By Naveen Athrappully
Encode, an artificial intelligence (AI) advocacy group, filed a brief in support of Elon Musk’s recent lawsuit against OpenAI, arguing that enabling the conversion toward a for-profit entity could endanger public interest.
Musk filed a lawsuit against OpenAI last month, arguing that the entity was formed on promises that it would retain its nonprofit status focused on safe AI use. Musk said he invested in the project based on this premise. Disrupting the status quo “will seriously harm plaintiffs and the public at large,” the complaint said.
In the brief, Encode is described as “a youth-led organization advocating for safe and responsible artificial intelligence (AI)” with “a network of over 1,000 volunteers across 40 countries.”
On Dec. 27, Encode filed a proposed amicus curiae brief with the U.S. District Court for the Northern District of California, Oakland Division, supporting Musk’s motion for a preliminary injunction against the transition.
“If the world truly is at the cusp of a new age of artificial general intelligence (AGI), then the public has a profound interest in having that technology controlled by a public charity legally bound to prioritize safety and the public benefit rather than an organization focused on generating financial returns for a few privileged investors,” the brief said.
OpenAI CEO Sam Altman has admitted that AI poses severe risks to humanity, Encode said. Altman signed a statement along with numerous luminaries, including Nobel Prize winners, saying that “mitigating the risk of extinction from AI should be a global priority.”
People worldwide are already facing challenges from AI technologies including disinformation, algorithmic bias, labor displacement, and democratic erosion, which makes keeping AI safe a “pressing, immediate concern,” the advocacy group said.
OpenAI currently runs a capped-profit subsidiary that is fully controlled by the OpenAI nonprofit parent company, which is expected to ensure the safe use of AGI.
In Delaware, where OpenAI is incorporated, the boards of nonprofit charitable corporations owe fiduciary duties toward their beneficiaries, which in this case would be “humanity,” Encode said.
By transferring operations to a Delaware public benefit corporation (PBC), OpenAI’s priorities would shift from ensuring the “safety of advanced AI” to shareholder interests. Allowing such a transition is harmful to the public interest, the brief said.
In a Dec. 27 blog post titled “Why OpenAI’s Structure Must Evolve to Advance Our Mission,” OpenAI said that transitioning to a PBC would be best for the long-term success of the nonprofit’s mission to ensure that AI “benefits all of humanity.”
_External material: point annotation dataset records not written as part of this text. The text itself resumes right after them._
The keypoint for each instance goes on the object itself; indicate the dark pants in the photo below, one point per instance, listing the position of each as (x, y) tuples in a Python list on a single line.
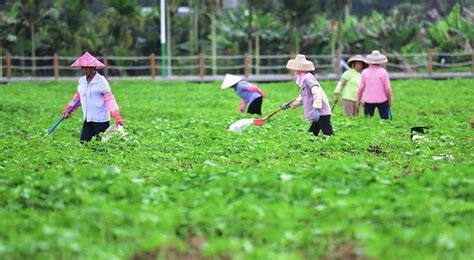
[(384, 108), (91, 129), (255, 107), (324, 124)]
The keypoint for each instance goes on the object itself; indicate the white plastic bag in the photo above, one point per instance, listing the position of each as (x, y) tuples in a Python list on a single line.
[(240, 125), (113, 130)]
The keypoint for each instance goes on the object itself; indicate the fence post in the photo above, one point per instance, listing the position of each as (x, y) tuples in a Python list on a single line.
[(246, 65), (56, 66), (430, 62), (9, 65), (201, 65), (472, 61), (153, 66)]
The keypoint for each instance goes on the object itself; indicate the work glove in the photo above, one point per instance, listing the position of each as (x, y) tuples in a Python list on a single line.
[(285, 106), (315, 115)]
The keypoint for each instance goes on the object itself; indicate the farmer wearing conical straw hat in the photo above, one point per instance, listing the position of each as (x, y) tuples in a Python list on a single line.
[(249, 94), (312, 97), (96, 99), (349, 83), (374, 87)]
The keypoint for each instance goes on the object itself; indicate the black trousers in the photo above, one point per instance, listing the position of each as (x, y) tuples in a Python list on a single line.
[(324, 124), (383, 108), (255, 107), (91, 129)]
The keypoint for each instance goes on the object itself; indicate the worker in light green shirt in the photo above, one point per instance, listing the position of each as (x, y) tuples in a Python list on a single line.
[(349, 84)]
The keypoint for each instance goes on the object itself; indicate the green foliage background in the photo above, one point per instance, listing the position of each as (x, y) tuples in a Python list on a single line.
[(272, 192)]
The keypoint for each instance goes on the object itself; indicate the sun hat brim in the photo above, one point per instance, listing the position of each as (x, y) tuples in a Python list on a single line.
[(230, 80), (300, 63), (87, 60), (376, 58)]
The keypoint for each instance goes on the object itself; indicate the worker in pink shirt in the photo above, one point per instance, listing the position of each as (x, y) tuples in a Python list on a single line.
[(96, 99), (250, 95), (374, 87)]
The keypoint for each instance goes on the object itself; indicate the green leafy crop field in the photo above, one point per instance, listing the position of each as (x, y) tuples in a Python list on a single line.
[(180, 185)]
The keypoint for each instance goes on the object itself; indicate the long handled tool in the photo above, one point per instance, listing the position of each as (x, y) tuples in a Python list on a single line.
[(241, 124), (261, 121), (63, 117)]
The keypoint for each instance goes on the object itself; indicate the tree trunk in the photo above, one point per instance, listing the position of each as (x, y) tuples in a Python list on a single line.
[(257, 53), (249, 35), (33, 46), (195, 28), (213, 41), (168, 42)]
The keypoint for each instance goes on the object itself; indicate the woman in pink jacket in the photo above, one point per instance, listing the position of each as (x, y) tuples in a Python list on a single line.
[(374, 87), (95, 97), (312, 97)]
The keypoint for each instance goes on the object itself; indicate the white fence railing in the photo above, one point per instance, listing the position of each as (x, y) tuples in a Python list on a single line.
[(204, 66)]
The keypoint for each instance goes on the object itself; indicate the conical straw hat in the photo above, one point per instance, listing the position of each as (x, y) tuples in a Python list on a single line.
[(230, 80), (376, 58), (300, 63), (356, 58), (87, 60)]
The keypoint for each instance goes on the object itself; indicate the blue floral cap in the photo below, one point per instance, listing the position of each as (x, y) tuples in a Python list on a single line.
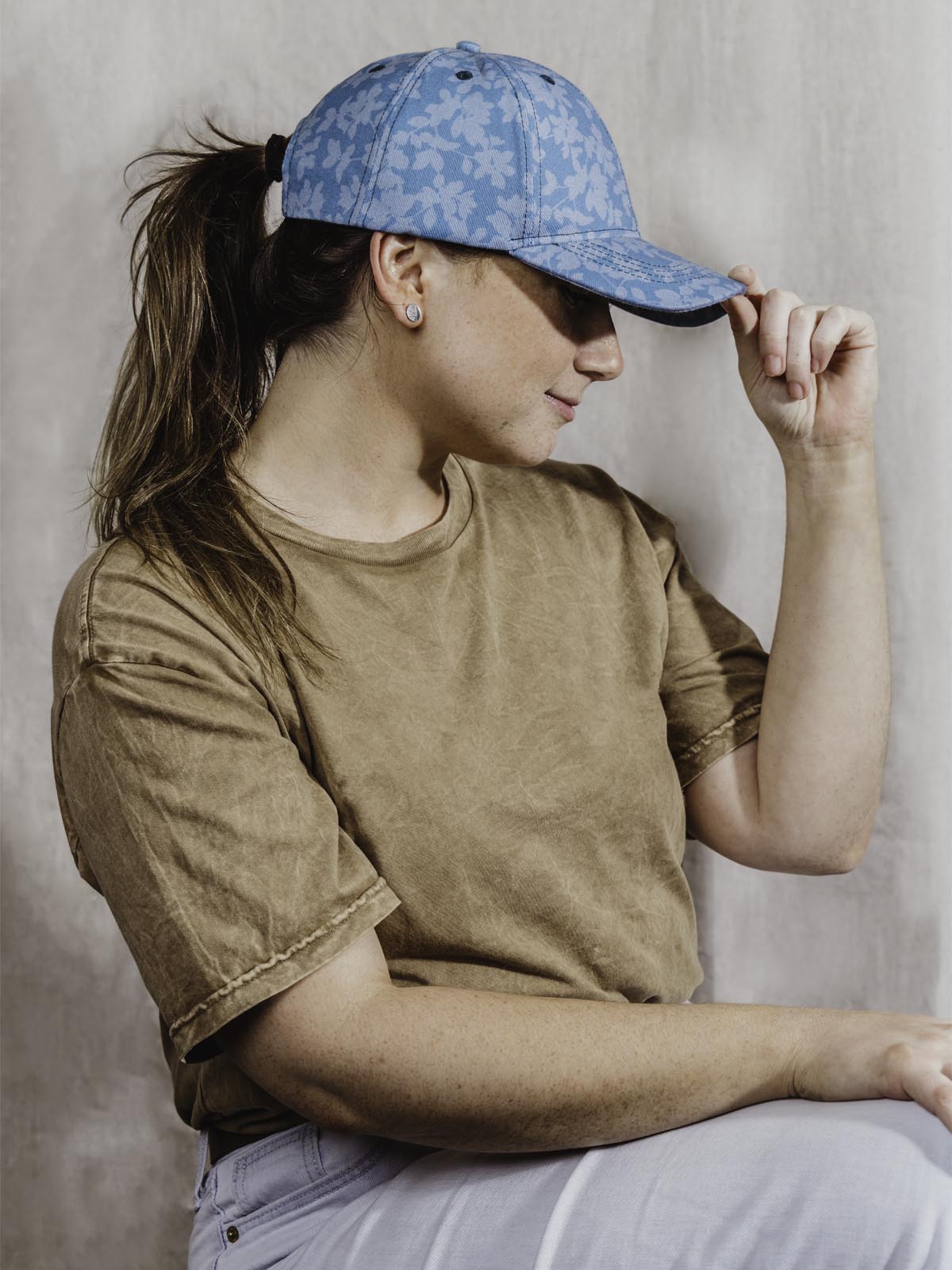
[(495, 152)]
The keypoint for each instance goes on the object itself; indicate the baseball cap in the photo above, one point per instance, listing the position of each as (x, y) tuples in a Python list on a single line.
[(497, 152)]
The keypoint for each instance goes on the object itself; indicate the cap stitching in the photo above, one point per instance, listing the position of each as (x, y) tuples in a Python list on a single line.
[(526, 160)]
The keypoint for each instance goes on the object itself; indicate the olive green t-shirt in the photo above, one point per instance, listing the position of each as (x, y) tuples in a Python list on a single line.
[(490, 775)]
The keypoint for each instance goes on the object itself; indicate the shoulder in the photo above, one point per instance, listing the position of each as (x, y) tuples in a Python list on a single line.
[(585, 495), (117, 606)]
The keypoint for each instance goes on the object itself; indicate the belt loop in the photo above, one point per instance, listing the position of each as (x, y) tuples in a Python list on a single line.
[(202, 1168)]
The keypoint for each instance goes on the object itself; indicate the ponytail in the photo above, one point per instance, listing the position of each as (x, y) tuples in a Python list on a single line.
[(217, 302)]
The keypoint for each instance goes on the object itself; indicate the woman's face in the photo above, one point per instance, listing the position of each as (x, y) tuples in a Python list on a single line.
[(475, 371)]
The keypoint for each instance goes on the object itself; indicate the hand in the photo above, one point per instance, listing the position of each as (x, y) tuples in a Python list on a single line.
[(873, 1054), (839, 342)]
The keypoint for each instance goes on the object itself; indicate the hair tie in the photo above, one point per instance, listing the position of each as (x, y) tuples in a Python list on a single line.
[(274, 156)]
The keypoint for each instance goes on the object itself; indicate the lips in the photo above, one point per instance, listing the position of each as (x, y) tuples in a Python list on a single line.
[(565, 408)]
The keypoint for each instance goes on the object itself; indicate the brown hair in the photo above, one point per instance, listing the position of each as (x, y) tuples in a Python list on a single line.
[(217, 302)]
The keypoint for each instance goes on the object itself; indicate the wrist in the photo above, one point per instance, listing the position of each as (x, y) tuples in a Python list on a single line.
[(831, 469)]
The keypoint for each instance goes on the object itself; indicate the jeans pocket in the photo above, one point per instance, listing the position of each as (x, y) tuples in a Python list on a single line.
[(291, 1168)]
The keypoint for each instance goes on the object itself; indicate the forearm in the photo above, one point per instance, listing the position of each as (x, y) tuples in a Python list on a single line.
[(501, 1072), (825, 711)]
“The PBC is a structure used by many others that requires the company to balance shareholder interests, stakeholder interests, and a public benefit interest in its decision making,” the post said.
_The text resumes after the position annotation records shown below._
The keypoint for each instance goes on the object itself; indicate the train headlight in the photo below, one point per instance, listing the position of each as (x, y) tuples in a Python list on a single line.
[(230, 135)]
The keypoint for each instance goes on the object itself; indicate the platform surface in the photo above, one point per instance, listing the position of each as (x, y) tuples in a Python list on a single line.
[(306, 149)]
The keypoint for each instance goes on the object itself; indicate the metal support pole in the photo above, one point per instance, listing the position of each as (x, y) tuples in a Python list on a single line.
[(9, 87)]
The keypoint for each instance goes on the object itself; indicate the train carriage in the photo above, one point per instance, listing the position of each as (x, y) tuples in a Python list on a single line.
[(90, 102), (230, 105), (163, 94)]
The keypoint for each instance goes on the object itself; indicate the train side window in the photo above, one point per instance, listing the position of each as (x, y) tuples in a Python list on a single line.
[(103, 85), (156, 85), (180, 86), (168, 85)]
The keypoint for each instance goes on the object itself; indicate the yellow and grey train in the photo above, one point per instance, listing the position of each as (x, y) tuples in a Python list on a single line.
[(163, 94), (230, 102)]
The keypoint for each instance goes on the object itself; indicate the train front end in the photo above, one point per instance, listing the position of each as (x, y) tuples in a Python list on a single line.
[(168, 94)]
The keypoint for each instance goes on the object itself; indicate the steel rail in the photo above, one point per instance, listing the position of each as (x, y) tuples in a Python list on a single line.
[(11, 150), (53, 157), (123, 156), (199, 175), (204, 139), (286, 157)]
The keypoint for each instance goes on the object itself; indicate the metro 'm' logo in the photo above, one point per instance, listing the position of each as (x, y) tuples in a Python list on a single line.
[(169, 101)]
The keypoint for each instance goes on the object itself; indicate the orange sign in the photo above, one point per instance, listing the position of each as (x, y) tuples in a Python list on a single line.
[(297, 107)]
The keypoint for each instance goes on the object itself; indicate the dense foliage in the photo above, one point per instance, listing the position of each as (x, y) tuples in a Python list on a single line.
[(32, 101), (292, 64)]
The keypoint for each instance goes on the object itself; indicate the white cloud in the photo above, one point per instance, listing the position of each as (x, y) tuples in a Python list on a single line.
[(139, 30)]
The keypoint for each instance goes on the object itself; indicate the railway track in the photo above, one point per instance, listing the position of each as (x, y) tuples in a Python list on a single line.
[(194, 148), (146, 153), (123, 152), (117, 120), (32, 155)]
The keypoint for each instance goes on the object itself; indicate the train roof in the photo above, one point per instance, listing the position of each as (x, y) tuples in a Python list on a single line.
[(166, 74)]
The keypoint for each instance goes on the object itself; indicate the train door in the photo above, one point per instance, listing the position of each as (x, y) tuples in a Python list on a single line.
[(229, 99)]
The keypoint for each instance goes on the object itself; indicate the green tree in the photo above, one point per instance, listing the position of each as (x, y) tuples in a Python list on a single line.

OpenAI Plans, Musk Conflict
OpenAI began as a research lab in 2015. It had a goal of advancing AI in a way “most likely to benefit humanity as a whole, unconstrained by a need to generate financial return,” the post said. Out of the $137 million in donations it collected initially, less than a third came from Musk.
After OpenAI management realized the project would require “far more capital,” they created the current for-profit structure controlled by the nonprofit in a bid to collect funds from investors.
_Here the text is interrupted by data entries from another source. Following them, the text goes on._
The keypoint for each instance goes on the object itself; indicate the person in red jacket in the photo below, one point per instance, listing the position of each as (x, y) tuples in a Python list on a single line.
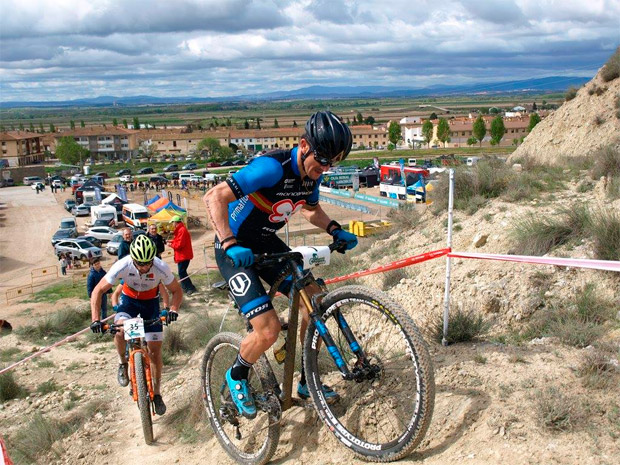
[(183, 253)]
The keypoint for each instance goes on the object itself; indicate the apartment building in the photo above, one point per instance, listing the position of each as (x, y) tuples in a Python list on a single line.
[(103, 142), (177, 141), (21, 148)]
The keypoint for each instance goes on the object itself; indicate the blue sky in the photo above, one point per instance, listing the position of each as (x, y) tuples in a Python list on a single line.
[(66, 49)]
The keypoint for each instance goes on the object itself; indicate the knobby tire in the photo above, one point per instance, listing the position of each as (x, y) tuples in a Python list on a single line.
[(385, 419), (144, 401)]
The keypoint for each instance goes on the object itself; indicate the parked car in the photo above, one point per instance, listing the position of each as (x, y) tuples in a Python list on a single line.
[(92, 239), (51, 179), (114, 244), (77, 248), (100, 222), (63, 235), (81, 210), (28, 180), (103, 233), (69, 204)]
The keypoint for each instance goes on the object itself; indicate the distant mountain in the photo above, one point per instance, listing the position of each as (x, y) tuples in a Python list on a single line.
[(552, 83)]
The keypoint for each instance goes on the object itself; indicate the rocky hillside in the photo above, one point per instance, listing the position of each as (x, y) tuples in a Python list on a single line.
[(579, 127)]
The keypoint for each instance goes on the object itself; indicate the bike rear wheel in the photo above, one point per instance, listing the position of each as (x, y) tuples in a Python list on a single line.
[(144, 400), (384, 413), (247, 441)]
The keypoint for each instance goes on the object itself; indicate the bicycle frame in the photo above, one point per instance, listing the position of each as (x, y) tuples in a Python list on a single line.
[(137, 345), (300, 281)]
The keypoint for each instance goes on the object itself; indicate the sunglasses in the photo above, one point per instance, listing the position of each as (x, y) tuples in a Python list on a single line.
[(324, 161)]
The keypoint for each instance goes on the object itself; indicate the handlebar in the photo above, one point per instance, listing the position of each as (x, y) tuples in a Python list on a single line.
[(113, 328), (269, 259)]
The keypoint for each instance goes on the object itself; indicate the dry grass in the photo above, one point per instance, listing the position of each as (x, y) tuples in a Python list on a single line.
[(557, 411), (465, 325)]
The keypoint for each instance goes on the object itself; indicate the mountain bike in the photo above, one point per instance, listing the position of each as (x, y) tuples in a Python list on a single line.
[(373, 356), (139, 370)]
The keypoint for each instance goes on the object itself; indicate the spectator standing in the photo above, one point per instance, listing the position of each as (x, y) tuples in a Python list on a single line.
[(94, 276), (183, 253), (160, 243), (123, 248)]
According to OpenAI, the new PBC “will run and control OpenAI’s operations and business, while the non-profit will hire a leadership team and staff to pursue charitable initiatives in sectors such as health care, education, and science.”
In a Dec. 13 post, OpenAI had dismissed claims made by Musk in his lawsuit. It said the lawsuit was the fourth legal challenge against OpenAI by the billionaire in less than a year.
“In 2017, Elon not only wanted, but actually created, a for-profit as OpenAI’s proposed new structure. When he didn’t get majority equity and full control, he walked away and told us we would fail,” it said.
“Now that OpenAI is the leading AI research lab and Elon runs a competing AI company, he’s asking the court to stop us from effectively pursuing our mission.”
The Epoch Times contacted Musk for a comment but received no reply by publication time.
Besides the ethical concerns, Musk alleged in the complaint that OpenAI and its investor Microsoft roughly control around 70 percent of the generative AI market and engage in “anticompetitive conduct.”
OpenAI and Microsoft ban investors from funding OpenAI’s competitors, specifically Musk’s artificial intelligence company xAI, it said.
“OpenAI’s path from a nonprofit to for-profit behemoth is replete with per se anticompetitive practices, flagrant breaches of its charitable mission, and rampant self-dealing,” the complaint said.
xAI was formed in July 2023. The company introduced the Grok-1 AI model on the X social media platform a few months later, in November 2023, and has introduced updates to the tool.
In May, xAI raised $6 billion in funding. Last week, xAI said it has closed the funding and that the company’s progress is “accelerating rapidly.”